L'Autorité française de la concurrence a ordonné mercredi à Meta Platforms META.O de reprendre les négociations avec les groupes de presse français concernant la rémunération de la publication de contenus, après que les éditeurs se sont plaints de l'échec des négociations précédentes.

Cette affaire s’inscrit dans une série croissante de litiges opposant les éditeurs aux entreprises technologiques au sujet de l’utilisation de contenus publiés sur les réseaux sociaux ou utilisés pour l’entraînement des IA, qui ont déclenché des litiges. L’autorité française a déclaré avoir constaté que les pratiques employées par Meta dans ses méthodes de calcul des redevances étaient susceptibles de constituer un abus de position dominante, et elle a ordonné au propriétaire de Facebook de présenter les détails de son plan de rémunération dans un délai de 15 jours.

Au sein de l’Union européenne, les « droits voisins » permettent aux organes de presse écrite de réclamer une rémunération pour l’utilisation numérique de leurs contenus.

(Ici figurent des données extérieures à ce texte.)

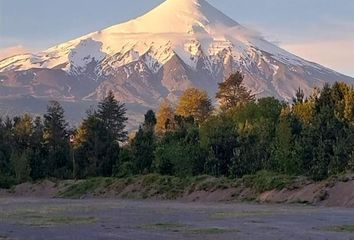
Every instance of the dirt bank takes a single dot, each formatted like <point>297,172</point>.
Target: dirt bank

Un accord antérieur entre Meta et les associations de presse DVP et APIG, qui comptent parmi leurs membres les journaux Les Echos et Le Monde, a expiré en 2024 et les deux parties n’ont depuis lors pas réussi à s’entendre sur le montant dû, ce qui signifie que les médias français n’ont reçu aucun paiement.

“ Nous ne sommes pas confrontés à un refus de négocier. Il s’agit plutôt d’une négociation qui se déroule dans des conditions où l’on refuse d’envisager une autre méthodologie ou de communiquer les données nécessaires à cette autre méthodologie ”, a déclaré aux journalistes Benoît Coeure, président de l’Autorité de la concurrence.